Pallier la pénurie médicale relève du casse-tête pour nombre d’hôpitaux. En témoigne l’exemple du CHU d’Amiens qui doit s’appuyer depuis plusieurs années sur nombre de médecins non permanents (intérimaires, contrats de type 2) qui constituent plus des deux tiers des équivalents temps plein des médecins hospitaliers. Les rémunérations de ces praticiens non-permanents ont bondi de 32 % de 2018 à 2022, avec une hausse de 5 % de leurs effectifs cette même période. Dans le même temps, constatent les rapporteurs, les effectifs des personnels médicaux permanents ont crû de seulement 2 % et leurs rémunérations de 13 %.
C’est le constat de la chambre régionale des comptes des Hauts-de-France qui a publié un rapport sur cet hôpital fin mars. Le défi de l’attractivité est d’autant plus fort que l’hôpital d’Amiens est l’un des CHU les plus endettés de France (510 millions d’encours fin 2023).
La Cour révèle que la part des charges médicales est plus élevée au CHU (26 %) que dans les autres établissements de sa catégorie. Elles ont augmenté de 152 à 201 millions d’euros de 2018 à 2023. Au global, les charges de personnel du CHU ont fortement progressé sur la période (+ 85 millions d’euros). Cette hausse s’est accélérée depuis 2020 sous l’effet des revalorisations salariales du Ségur de la santé.

C’est surtout en 2022, avec les difficultés de recrutement aux urgences, que le pic des embauches de médecins intérimaires a eu lieu, mais « de façon limitée et ponctuelle », modèrent les rapporteurs. L’établissement est alors confronté à la fois à un nombre élevé d’admissions et à une diminution de 39 % du personnel senior aux urgences. La Cour mentionne un courrier de la direction du CHU du 18 avril 2024 estimant le surcoût des rémunérations excédant les plafonds réglementaires à 0,74 million d’euros par an.
Ces difficultés de recrutement ne datent pas d’hier. Côté urgences, les jeunes praticiens seraient peu attirés au CHU, car les activités du Samu et du Smur, les plus prisées, y sont traditionnellement réservées aux urgentistes expérimentés, explique la direction de l’hôpital.
Rémunérations dopées pour les urgentistes
L’établissement a donc pris des mesures particulières pour remédier à cette pénurie. Au printemps 2022, outre un renfort de personnel médical non urgentiste provenant d’autres services du CHU pour assurer les deux lignes de gardes, le CHU a mis en place un « pack urgences » consistant à « recourir, chaque fois que possible, à des médecins intérimaires, à des contrats dits motifs 2, à la solidarité territoriale et à des modalités spécifiques de rémunération de la permanence des soins au service d’accueil des urgences polyvalentes adultes (Saupa) ». La principale décision a été de booster la grille de rémunération des gardes assurées des praticiens urgentistes (qui conduit à des tarifs supérieurs de 50 % par rapport au tarif réglementaire).
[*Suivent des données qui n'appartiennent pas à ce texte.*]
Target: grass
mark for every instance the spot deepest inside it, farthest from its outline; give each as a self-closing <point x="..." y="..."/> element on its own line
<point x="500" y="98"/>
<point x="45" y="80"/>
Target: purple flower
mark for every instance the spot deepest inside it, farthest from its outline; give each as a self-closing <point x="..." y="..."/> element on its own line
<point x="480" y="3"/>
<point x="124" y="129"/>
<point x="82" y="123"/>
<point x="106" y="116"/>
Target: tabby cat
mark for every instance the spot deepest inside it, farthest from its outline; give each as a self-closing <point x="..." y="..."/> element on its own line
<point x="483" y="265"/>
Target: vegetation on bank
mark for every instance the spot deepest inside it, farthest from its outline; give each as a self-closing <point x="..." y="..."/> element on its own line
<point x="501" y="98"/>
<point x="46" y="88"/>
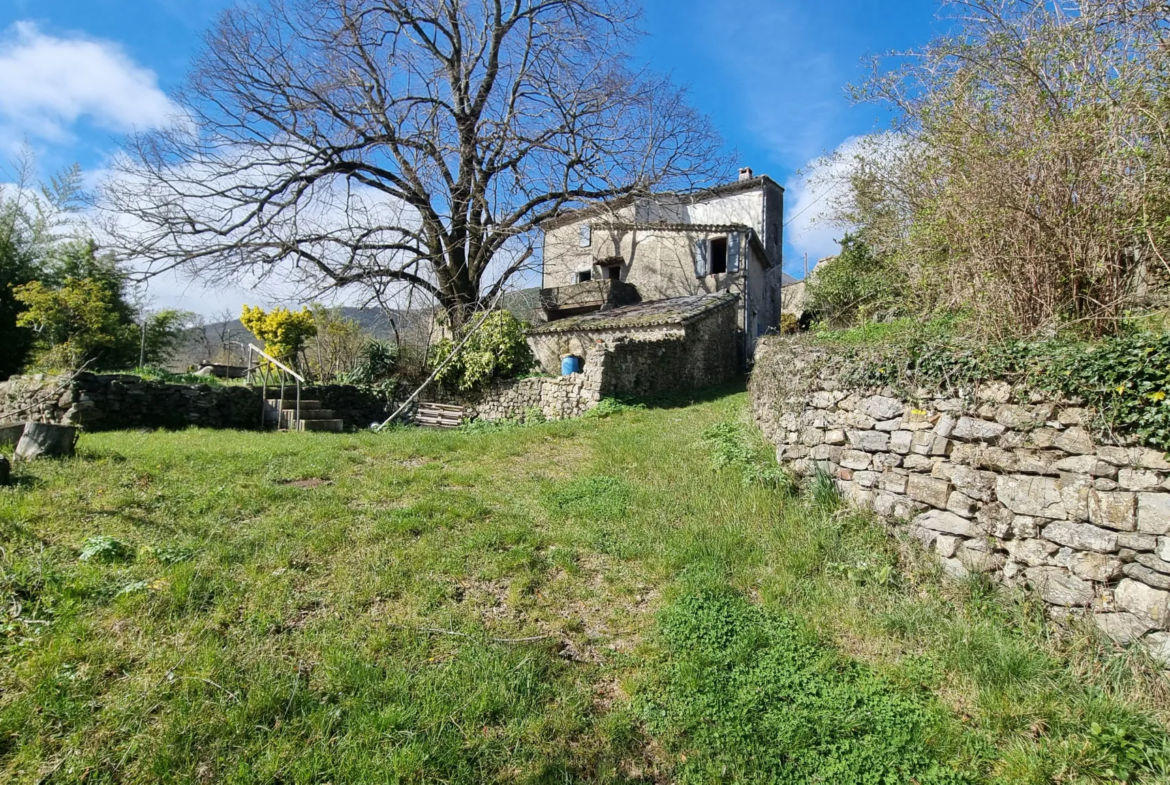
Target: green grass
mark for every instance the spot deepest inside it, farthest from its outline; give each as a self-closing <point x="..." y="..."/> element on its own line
<point x="637" y="597"/>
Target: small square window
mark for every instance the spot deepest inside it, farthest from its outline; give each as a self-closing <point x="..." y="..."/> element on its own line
<point x="718" y="255"/>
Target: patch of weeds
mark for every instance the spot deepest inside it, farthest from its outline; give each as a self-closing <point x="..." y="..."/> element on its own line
<point x="107" y="550"/>
<point x="597" y="496"/>
<point x="733" y="448"/>
<point x="823" y="491"/>
<point x="171" y="555"/>
<point x="752" y="695"/>
<point x="611" y="406"/>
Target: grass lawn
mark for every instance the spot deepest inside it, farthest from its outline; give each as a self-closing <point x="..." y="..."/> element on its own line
<point x="639" y="597"/>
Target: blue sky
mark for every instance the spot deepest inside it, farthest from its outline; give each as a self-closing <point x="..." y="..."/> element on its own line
<point x="75" y="75"/>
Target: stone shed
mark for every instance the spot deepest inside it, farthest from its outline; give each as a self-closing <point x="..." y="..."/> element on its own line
<point x="681" y="343"/>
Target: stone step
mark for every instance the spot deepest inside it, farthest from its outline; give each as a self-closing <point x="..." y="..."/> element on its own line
<point x="325" y="426"/>
<point x="290" y="404"/>
<point x="289" y="415"/>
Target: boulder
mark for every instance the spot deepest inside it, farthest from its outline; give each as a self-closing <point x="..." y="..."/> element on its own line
<point x="948" y="523"/>
<point x="1122" y="627"/>
<point x="1113" y="510"/>
<point x="1154" y="514"/>
<point x="974" y="429"/>
<point x="1057" y="586"/>
<point x="1081" y="536"/>
<point x="1151" y="605"/>
<point x="928" y="490"/>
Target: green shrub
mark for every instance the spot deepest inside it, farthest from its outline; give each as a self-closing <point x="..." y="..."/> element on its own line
<point x="855" y="287"/>
<point x="497" y="349"/>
Ce pack « urgences » a fait l’objet de signalements de la Trésorerie départementale des Hôpitaux et de la directrice départementale des finances publiques (DDFiP) de la Somme pour demander la régularisation de cette situation, souligne la chambre régionale des comptes.
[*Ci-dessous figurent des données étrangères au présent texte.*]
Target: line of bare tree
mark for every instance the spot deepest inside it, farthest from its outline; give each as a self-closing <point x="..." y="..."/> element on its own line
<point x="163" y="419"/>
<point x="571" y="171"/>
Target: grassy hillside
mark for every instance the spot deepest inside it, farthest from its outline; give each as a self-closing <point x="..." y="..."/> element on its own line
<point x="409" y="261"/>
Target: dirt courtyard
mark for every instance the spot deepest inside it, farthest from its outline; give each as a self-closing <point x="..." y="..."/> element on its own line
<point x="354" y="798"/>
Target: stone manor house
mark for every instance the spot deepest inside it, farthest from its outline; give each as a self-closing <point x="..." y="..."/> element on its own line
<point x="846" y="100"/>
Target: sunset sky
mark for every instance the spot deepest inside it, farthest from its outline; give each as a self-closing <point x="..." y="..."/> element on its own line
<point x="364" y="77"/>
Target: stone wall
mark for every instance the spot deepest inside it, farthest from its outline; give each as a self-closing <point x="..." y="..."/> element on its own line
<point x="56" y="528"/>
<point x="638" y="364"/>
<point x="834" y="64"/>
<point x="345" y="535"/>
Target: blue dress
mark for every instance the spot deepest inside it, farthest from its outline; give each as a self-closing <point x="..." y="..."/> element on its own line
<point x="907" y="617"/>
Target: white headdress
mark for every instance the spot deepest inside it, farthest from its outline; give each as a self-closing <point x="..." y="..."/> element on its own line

La pénurie touche aussi les médecins anesthésistes (il manque 10 ETP par rapport à l’effectif cible). Avec la carence qui touche également les infirmières de bloc, « cela ne permet pas de rouvrir l’ensemble des vacations opératoires », indique la direction du CHU.
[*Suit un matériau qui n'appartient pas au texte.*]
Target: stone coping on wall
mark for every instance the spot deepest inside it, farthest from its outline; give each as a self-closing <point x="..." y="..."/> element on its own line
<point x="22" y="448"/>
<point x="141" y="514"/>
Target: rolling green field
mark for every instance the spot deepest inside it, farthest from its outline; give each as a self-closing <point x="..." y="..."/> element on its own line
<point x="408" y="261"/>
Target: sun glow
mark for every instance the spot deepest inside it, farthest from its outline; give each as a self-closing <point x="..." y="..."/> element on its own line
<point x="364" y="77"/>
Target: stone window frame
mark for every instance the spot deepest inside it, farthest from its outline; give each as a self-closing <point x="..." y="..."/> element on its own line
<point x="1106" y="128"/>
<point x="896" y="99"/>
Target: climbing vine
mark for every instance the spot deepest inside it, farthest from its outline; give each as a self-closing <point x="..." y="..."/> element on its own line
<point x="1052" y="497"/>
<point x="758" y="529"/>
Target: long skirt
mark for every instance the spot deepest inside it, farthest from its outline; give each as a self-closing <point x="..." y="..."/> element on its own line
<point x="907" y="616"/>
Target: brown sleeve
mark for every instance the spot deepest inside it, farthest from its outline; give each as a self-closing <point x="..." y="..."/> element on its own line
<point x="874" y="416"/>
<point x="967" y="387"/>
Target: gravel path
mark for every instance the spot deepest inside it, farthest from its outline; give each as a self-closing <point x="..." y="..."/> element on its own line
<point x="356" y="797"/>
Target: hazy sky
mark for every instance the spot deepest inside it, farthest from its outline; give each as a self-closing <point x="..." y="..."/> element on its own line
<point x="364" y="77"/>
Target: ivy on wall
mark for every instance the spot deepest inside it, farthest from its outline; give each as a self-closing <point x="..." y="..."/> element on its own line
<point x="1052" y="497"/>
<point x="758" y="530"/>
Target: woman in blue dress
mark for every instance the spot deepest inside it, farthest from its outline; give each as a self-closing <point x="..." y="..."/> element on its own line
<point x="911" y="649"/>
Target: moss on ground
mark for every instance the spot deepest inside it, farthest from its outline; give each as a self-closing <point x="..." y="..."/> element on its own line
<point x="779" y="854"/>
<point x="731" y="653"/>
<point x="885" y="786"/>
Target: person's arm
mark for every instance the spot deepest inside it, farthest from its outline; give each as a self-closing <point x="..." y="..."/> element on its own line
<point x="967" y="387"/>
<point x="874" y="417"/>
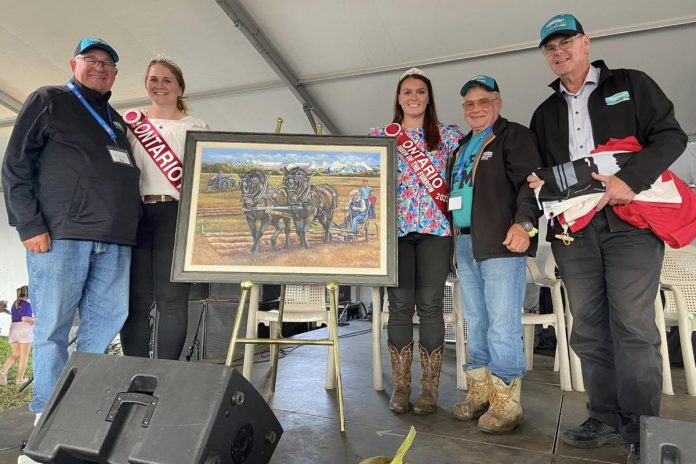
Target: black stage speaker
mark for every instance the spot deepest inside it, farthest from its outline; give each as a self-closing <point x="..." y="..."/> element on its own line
<point x="667" y="441"/>
<point x="120" y="410"/>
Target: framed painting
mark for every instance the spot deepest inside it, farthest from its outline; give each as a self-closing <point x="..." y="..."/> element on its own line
<point x="279" y="208"/>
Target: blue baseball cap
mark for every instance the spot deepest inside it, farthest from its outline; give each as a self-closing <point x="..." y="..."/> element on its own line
<point x="95" y="42"/>
<point x="487" y="82"/>
<point x="565" y="24"/>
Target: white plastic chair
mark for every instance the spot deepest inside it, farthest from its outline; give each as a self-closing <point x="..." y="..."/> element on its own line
<point x="303" y="303"/>
<point x="381" y="317"/>
<point x="678" y="283"/>
<point x="556" y="319"/>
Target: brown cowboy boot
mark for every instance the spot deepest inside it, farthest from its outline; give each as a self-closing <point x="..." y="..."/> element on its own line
<point x="476" y="403"/>
<point x="505" y="411"/>
<point x="401" y="377"/>
<point x="431" y="363"/>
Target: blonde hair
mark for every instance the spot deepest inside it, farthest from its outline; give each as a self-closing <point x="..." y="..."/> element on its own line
<point x="170" y="64"/>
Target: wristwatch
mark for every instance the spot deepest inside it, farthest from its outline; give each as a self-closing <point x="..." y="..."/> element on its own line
<point x="529" y="228"/>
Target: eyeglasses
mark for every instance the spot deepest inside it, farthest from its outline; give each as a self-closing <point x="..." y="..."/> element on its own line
<point x="92" y="61"/>
<point x="565" y="44"/>
<point x="483" y="103"/>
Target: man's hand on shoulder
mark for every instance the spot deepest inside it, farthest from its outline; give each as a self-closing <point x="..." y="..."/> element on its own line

Comme pour les urgences, le CHU a donc décidé d’instaurer un « pack anesthésistes » qui a pour objet de recruter des anesthésistes-réanimateurs et des infirmières IADE. La principale mesure a consisté ici à rémunérer en temps de travail additionnel (TTA) dès la 40e heure de travail hebdomadaire, au lieu de 48 heures initialement. Cela correspond à une augmentation maximale de 800 euros net par mois, et un intéressement collectif et individuel permettant jusqu’à 1 500 € nets de rémunération supplémentaire par mois.